Our Mishkan community, which strives to be radically inclusive, bears a particular responsibility to live up to our values.
There are aspects of radical inclusion where we have put in a lot of work, and have made big strides (and of course, there is always room to improve). But it is clear that we still have a long way to go until the racial makeup of our community reflects the Jewish world at large, not just with who’s showing up to services and programs, but who’s in positions of lay leadership, board, and staff.
And it’s not just about numbers and representation, but about creating a radical culture shift, where no one has to fear being on the receiving end of racism and microaggressions in our Jewish community – like the person in our community who was made to feel other by something that we said during high holidays one year that made the assumption that all Jews are white. Afterwards, this person said, “I expected to hear these kinds of statements in other Jewish spaces, but I didn’t expect to hear them at Mishkan.”
This is the beginning of a year-long conversation that we are launching as a community a conversation that is still in formation. Here are a few of the first steps:
- We’re partnering with an organization called Bechol Lashon who is helping us to look internally. On February 23rd, we are having a community convening for white Jews and Jews of color to work on specific, actionable things we can do to be more welcoming to people of color and increase awareness in our community that not all Jews are white and ashkenazi.

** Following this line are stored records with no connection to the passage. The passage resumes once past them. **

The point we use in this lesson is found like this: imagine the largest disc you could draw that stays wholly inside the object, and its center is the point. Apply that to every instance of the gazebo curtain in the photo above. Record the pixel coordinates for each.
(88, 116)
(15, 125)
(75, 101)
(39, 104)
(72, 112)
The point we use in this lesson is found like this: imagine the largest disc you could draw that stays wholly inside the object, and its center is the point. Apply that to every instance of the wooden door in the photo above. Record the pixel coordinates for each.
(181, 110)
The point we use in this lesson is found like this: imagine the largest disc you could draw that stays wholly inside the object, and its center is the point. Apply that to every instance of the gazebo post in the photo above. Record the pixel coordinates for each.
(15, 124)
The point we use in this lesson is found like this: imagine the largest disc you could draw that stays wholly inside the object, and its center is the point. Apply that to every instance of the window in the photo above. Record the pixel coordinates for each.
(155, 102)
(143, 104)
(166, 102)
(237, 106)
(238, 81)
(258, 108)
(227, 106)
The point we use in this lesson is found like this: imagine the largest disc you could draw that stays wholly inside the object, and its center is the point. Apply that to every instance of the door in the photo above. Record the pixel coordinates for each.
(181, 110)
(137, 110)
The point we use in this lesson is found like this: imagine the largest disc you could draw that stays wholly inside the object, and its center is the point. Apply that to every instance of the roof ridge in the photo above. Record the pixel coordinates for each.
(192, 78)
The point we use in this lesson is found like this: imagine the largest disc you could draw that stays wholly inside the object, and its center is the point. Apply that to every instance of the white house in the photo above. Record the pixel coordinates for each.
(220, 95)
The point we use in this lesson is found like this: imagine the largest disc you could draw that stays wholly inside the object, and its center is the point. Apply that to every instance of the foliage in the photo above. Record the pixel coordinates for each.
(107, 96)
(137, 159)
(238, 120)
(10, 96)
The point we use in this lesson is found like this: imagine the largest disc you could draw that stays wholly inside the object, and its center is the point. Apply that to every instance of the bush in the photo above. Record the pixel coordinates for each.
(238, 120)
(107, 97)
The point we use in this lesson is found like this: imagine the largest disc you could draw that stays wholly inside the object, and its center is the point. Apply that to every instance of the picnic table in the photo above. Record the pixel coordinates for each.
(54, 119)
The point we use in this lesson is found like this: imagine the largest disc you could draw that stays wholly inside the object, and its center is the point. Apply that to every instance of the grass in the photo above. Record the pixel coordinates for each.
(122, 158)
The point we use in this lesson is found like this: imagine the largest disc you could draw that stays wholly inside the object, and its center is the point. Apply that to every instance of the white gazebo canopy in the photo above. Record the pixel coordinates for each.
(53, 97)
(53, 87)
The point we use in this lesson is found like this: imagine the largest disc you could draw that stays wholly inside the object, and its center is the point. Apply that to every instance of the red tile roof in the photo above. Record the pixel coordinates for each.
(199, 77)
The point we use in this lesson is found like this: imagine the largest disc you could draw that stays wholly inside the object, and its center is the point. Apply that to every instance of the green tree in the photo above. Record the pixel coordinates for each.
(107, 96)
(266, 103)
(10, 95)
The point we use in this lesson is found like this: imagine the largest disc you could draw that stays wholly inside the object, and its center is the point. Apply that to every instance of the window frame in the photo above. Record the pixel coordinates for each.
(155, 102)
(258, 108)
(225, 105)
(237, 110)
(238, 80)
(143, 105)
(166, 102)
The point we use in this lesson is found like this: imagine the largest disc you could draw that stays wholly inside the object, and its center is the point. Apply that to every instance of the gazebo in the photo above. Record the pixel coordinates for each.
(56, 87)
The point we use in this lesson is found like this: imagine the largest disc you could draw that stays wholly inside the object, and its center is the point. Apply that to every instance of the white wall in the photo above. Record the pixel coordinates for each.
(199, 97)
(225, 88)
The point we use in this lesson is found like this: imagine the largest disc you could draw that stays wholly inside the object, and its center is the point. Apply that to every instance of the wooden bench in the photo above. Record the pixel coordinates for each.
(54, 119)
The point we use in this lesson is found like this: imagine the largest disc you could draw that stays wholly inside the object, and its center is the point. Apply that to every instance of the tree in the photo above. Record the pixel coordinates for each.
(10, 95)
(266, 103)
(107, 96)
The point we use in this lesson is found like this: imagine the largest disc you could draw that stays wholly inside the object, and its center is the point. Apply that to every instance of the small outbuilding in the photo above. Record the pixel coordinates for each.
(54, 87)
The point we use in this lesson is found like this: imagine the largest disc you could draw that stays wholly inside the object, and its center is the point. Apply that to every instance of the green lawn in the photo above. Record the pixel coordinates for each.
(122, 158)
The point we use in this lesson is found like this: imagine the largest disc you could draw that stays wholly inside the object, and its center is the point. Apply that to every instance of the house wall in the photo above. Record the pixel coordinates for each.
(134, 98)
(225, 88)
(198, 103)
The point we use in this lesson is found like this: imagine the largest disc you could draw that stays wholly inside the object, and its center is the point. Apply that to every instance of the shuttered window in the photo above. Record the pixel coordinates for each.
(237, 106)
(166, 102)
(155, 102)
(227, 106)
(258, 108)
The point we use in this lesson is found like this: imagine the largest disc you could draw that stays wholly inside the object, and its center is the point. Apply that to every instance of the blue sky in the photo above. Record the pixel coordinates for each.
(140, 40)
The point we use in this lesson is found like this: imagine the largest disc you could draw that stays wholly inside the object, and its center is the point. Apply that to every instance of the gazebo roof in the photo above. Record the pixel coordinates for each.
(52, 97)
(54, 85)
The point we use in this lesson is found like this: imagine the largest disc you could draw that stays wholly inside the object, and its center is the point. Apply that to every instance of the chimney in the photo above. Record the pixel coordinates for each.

- Later on in the spring, we’ll be hopefully participating as a community in a racial justice training with JCUA, looking at how our inner work can better equip us for working for racial justice externally;
- And, we’ll be going to Beth Shalom Benai Zaken, the predominantly African American Jewish congregation on the southside, on a Shabbat morning to begin to build relationships with our broader Jewish community across the city;
- What’s missing? Deeper learning, reflection, introspection. Many of you have been doing this kind of learning through books, podcasts, and on your own – if there’s interest in forming affinity groups, let’s discuss. The introspective work is really the foundation of all change, and needs to be core to everything we do.
In Jacob’s dream, God speaks to him and says, “Your descendants shall be as the dust of the earth. You shall spread abroad to the west, and to the east, and to the north, and to the south; and in you and in your descendants shall all the families of the earth be blessed.” This is a vision of a truly multicultural society, where Jews are spread out among all of the peoples of the world, and are creating a society of mutuality and shared blessing.
May we be blessed to be a part of turning this dream into a reality – Shabbat shalom.
Thank you Rabbi Henderson. I have long wanted to meet you. I’m sure we know people in common in NYC. I would love to tell you my story.